Physics Colloquium with Gennady Shvets
Sep
17
2025

Sep
17
2025
Description
Abstract
Research activities on heavy-ion fusion (HIF) were abandoned over a decade ago, andbrought down to a crawl even earlier. It is easy to forget that in the 90's HIF was considered to be the top contender for developing inertial fusion energy (IFE). This is not surprising: accelerator technology is well-established, and the conversion efficiency from a wall plug to accelerated particles is hard to match, especially at the repetition rates required for IFE powerplants. Moreover, unlike most laser fusion schemes, HIF does not require any damageable optics. One of the often-cited reasons for abandoning HIF is its non-modular nature: testing even the most basic IFE components requires multi-km long induction accelerators. Compact high-gradient collective ion acceleration has the potential for drastic reduction of the driver size -- an important step towards modularity and compactness. I will describe the historical context for such schemes and describe the latest efforts in my group to improve them. In addition to driving future fusion power-plants, compact ion accelerators have many other exciting applications that I will describe. Those range from promising carbon ion radiation therapy in the short-bunch (FLASH) regime to testing space-boundelectronics for deleterious effects from impinging high-energy ions. My group’s efforts on tracking the effects of radiation (as well as other external stimuli) on living cells using vibrational contrast imaging will also be briefly outlined.
Bio
Gennady Shvets is a J. Preston Levis Professor of Applied and Engineering Physics at Cornell University and director of the Cornell Laboratory for Plasma Studies (LPS). He received his PhD in Physics from MIT in 1995. Before moving to Cornell in 2016, he was a faculty member of the Physics Department of the University of Texas at Austin for 12 years. His research interests include intense laser-plasma interactions, plasma-based accelerators, inertial fusion energy, and translational bio-photonics. Shvets is a Fellow of the American Physical Society, Optical Society of America, and SPIE.
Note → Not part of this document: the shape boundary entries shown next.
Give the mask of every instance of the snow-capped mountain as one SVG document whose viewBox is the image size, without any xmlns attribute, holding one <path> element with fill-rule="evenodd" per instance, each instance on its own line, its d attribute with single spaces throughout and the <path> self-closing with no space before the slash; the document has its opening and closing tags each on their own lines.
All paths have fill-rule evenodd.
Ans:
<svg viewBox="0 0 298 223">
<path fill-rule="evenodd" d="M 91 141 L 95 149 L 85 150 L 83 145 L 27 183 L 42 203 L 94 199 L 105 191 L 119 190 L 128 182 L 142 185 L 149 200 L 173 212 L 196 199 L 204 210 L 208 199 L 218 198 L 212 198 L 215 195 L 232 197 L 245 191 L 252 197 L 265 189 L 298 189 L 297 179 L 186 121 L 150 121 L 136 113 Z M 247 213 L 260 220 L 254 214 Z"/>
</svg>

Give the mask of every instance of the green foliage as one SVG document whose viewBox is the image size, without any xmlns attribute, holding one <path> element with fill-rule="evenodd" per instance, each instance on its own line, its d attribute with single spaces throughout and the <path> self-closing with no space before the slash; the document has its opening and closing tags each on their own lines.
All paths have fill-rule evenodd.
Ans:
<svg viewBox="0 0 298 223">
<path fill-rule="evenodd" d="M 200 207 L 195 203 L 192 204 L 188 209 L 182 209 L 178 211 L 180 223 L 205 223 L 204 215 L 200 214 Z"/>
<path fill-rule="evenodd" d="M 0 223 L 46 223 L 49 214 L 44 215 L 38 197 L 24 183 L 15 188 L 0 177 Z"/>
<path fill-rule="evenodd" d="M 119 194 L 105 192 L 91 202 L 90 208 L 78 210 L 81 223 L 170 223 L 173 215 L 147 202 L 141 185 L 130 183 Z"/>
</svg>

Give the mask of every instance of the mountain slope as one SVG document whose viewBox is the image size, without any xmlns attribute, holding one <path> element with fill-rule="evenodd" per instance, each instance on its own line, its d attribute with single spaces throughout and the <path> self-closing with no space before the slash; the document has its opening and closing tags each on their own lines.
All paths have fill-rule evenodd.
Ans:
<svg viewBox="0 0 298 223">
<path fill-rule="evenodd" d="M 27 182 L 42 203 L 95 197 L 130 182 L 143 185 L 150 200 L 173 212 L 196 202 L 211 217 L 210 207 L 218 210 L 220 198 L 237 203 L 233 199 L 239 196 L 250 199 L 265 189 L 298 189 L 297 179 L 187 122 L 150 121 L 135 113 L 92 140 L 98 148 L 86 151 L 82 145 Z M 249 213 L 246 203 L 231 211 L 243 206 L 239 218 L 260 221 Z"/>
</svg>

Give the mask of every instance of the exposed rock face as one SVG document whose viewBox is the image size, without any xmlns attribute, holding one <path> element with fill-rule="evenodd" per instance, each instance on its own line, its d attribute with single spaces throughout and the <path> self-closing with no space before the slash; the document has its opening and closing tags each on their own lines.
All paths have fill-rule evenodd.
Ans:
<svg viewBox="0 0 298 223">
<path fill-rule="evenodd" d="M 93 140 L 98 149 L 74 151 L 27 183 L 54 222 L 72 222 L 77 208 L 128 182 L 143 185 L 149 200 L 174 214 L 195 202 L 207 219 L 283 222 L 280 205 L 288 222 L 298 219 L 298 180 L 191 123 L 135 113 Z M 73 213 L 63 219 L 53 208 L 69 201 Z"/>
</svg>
Professor Shvets originated several key concepts in laser-matter interactions, including: Raman compression of laser pulses in plasmas (presently the leading candidate for producing exawatt laser pulses), novel mechanisms for trapping/accelerating high-charge electron bunches, as well as novel techniques for laser-plasma acceleration of heavy ions. One of his group’s current research priorities is the development of compact ion accelerators that can be used to implode fusion capsules. In addition to plasma physics research, his group is actively engaged in the field of optical metamaterials and has pioneered several important concepts in that space, including topological metamaterials and metasurface-based infrared microscopy of living cells using their vibrational contrast.
Location
Physics Colloquia are held each Wednesday beginning at 3:00pm in the John A. Wheeler Lecture Hall (PMA 4.102) unless otherwise noted.